26 It was submitted on behalf of Equus that the agreement of 30 June 2003 was in terms no more than an agreement to keep the fund intact until the hearing and determination at first instance, and that the absence of any express reference to the possibility of appeal should be taken as implying that the parties did not intend the fund to be maintained until the hearing and determination of any appeal. There is, I think, some force in that submission. The drafting of the agreement is certainly open to that interpretation. On the other hand, there is force in the submission made on behalf of the firm that the contrary construction is plainly arguable, and that, subject to the balance of convenience, that is enough for the purposes of the sort of interlocutory relief which is sought.
The basis for injunction
27 As matters stand, therefore, which is to say that so long as the fund is kept intact, the firm arguably has the benefit of a security in the sense to which I have referred and to which it can resort if successful in its cross-appeal. If, however, the fund is paid out to Equus, the firm will be left unsecured and, as the evidence before us appears at the moment, perhaps unable to enforce execution in the event of success in the cross-appeal. Strictly speaking, of course, that is not the same thing as saying that the payment out of the fund would necessarily render nugatory the cross-appeal. If the firm were successful in the cross-appeal, it would, as senior counsel for Equus submitted, still have rights to claim, and ultimately to prove, as an unsecured creditor. But, as I say, on the probabilities as they appear from the evidence before us at the moment, there is no certainty or on the material necessarily even any significant probability that those rights would prove to be of value. In the particular circumstances of this case, I am persuaded that that is a legitimate basis on which to grant the injunction that is sought.

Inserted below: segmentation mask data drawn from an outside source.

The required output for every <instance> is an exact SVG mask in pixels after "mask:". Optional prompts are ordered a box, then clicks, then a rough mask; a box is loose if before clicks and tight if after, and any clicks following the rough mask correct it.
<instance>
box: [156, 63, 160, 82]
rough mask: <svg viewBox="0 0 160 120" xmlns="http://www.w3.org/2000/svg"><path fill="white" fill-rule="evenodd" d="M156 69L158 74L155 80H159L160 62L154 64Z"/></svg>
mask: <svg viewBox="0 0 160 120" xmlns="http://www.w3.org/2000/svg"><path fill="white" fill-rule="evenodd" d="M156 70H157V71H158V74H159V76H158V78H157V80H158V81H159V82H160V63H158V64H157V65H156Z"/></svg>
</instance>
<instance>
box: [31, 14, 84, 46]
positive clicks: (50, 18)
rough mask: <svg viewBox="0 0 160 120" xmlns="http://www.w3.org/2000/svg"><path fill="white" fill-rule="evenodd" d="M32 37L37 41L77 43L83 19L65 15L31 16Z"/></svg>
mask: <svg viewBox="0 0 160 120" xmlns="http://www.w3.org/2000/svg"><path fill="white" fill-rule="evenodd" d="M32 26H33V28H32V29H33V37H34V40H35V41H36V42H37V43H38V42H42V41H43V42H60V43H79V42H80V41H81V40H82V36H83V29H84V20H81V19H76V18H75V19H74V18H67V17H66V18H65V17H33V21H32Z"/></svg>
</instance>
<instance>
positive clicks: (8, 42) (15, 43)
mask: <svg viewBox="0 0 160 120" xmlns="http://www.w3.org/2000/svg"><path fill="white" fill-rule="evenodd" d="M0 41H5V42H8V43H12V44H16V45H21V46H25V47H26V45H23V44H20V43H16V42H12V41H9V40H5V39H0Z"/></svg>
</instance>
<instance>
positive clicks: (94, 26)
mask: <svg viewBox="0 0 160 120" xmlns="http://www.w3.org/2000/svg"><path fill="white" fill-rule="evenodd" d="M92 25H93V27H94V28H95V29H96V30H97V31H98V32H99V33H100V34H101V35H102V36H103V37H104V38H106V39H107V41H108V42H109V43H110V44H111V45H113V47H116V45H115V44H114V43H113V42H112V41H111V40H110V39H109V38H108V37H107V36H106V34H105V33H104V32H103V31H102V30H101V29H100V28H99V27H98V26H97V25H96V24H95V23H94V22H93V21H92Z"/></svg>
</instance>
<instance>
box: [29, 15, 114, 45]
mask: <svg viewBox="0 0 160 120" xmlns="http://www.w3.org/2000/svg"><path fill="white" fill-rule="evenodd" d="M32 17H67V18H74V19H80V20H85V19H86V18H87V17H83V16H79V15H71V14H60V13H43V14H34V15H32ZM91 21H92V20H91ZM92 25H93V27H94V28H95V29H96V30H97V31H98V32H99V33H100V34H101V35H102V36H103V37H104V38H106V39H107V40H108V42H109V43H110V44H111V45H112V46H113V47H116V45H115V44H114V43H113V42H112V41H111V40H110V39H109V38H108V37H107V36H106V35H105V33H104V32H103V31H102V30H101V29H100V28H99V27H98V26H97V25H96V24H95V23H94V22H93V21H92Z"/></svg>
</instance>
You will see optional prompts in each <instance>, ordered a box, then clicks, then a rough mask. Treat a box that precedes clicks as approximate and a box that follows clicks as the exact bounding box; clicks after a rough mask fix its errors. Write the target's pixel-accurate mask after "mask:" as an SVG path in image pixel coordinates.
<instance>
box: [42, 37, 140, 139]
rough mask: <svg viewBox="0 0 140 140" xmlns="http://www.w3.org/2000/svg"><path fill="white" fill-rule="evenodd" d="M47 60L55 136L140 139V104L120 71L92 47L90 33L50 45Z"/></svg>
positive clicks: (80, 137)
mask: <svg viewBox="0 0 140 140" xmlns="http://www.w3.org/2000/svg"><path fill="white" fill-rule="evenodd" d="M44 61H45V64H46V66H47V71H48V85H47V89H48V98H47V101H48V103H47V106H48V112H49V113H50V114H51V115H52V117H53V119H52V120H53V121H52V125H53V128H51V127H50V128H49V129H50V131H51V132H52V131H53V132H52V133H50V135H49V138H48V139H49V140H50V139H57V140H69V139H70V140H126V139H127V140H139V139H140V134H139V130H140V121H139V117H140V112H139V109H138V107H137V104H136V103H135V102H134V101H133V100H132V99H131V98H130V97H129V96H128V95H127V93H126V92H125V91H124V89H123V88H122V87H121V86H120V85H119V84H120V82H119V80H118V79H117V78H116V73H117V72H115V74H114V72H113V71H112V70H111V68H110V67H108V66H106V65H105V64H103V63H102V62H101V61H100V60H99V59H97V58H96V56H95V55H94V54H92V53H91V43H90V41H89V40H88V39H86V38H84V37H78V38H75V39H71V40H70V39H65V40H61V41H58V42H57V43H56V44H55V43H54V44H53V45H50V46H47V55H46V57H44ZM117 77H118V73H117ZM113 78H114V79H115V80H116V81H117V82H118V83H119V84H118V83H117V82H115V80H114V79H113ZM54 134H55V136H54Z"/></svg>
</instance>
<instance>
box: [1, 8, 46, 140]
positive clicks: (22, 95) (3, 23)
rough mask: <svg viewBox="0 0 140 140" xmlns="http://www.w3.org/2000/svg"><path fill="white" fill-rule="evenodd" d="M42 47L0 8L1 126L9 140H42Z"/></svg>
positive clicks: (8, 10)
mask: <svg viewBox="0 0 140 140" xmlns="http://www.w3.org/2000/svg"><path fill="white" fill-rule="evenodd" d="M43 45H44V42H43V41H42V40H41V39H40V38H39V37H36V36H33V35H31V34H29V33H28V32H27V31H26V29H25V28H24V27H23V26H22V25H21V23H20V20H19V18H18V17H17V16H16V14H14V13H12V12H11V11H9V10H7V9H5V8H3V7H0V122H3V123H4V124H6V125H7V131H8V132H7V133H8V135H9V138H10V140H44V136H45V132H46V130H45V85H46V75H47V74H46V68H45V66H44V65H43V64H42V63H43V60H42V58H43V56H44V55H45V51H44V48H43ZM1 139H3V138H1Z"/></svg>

28 In effect, as it seems to me, the firm's position is analogous to that of a secured lender which has advanced funds on the security of a mortgage but failed at first instance in proceedings to enforce the mortgage. In such a case it cannot always be said that a discharge of the mortgage pending appeal will render the appeal nugatory, since the mortgagee retains the benefit of the covenant to pay in the event that it is successful in the appeal. But, in the scheme of things, the covenant to pay may prove worthless, and so, therefore, a stay or discharge pending appeal will ordinarily be granted. In effect, it is recognised that deprivation of security is so fundamental as of itself to be sufficient to warrant the grant of stay. So, too, as I see it in this case, the fundamental difference between the position of the firm with the benefit of the security of the fund and its position without the security of the fund is, in effect, a sufficient basis to warrant the grant of injunction.
29 Finally, it is to be noted that it is not suggested that the retention of the fund pending the hearing and determination of the cross-appeal would result in significant hardship for Equus. Indeed to the contrary, the submissions made on
behalf of Equus are to the effect that it has adequate capital and cash available to carry on with confidence.
Conclusion
30 Subject therefore to the firm by its counsel giving the usual undertaking as to damages, I would be prepared to make orders enjoining the parties until the hearing and determination of the appeal or further order from charging, disposing or otherwise dealing with the moneys standing in the joint names in the Macquarie account.